I already bought paper faced superwide bead, but after watching that video maybe I'll buy Mud Max. The angle framing trim that I was wondering about will be used as it's intended to be used, inside the soffit. It's usually "optional" but it's just what I need for my hat channel framed soffit.


I wonder how Mud Max affects sanding and water smoothing. Eh, I probably won't buy it.


----------



## RTC_wa (Mar 12, 2013)

Dorado said:


> I already bought paper faced superwide bead, but after watching that video maybe I'll buy Mud Max. The angle framing trim that I was wondering about will be used as it's intended to be used, inside the soffit. It's usually "optional" but it's just what I need for my hat channel framed soffit.
> 
> 
> I wonder how Mud Max affects sanding and water smoothing. Eh, I probably won't buy it.

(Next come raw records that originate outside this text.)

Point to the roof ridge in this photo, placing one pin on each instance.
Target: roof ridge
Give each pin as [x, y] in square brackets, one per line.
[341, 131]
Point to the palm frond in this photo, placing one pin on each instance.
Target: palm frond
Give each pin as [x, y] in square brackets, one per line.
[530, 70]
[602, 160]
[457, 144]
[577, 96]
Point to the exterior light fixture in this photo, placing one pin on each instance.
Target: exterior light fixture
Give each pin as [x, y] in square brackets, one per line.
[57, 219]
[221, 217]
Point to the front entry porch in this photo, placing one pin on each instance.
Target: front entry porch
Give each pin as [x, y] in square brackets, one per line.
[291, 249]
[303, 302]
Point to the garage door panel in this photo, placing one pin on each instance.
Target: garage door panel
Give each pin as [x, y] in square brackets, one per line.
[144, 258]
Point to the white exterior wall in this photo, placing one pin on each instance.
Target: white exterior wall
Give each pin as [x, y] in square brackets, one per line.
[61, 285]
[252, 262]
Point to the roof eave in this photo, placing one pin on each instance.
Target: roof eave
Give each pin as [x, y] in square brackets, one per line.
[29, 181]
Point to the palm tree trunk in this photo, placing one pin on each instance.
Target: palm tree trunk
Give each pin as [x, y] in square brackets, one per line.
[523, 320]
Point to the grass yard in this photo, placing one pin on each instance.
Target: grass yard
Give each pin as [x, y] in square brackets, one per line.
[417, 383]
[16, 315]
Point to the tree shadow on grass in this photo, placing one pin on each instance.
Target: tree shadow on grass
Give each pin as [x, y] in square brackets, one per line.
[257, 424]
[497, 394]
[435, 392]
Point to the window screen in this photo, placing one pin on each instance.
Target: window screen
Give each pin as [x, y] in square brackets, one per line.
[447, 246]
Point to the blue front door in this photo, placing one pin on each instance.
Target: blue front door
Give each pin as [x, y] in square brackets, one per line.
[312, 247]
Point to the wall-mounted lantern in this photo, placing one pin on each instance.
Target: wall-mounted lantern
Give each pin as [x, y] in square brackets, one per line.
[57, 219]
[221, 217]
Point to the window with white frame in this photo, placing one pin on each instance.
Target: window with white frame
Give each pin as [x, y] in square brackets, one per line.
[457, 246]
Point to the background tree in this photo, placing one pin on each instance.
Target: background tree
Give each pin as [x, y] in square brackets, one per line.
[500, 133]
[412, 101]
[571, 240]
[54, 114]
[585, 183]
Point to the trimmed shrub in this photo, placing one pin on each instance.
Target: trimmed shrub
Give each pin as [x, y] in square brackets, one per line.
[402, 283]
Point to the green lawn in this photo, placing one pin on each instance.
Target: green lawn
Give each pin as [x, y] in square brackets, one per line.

it does not affect it at all I used it on my tape and mud on my living room. sands out just fine.


----------



## ToolSeeker (Sep 19, 2012)

Watch the video on trim tex.com It really does make it harder to sand but not that hard. They recommend it for everything except final coat. I have a case out in the garage it's a very good product.


----------



## bjbatlanta (Jul 16, 2008)

Paper faced, metal reinforced bead will work fine. It's all I use any more on new work. Way less issues with "popped bead" (virtually none). You put it on with joint compound. It is available at HD and Lowes around here...


----------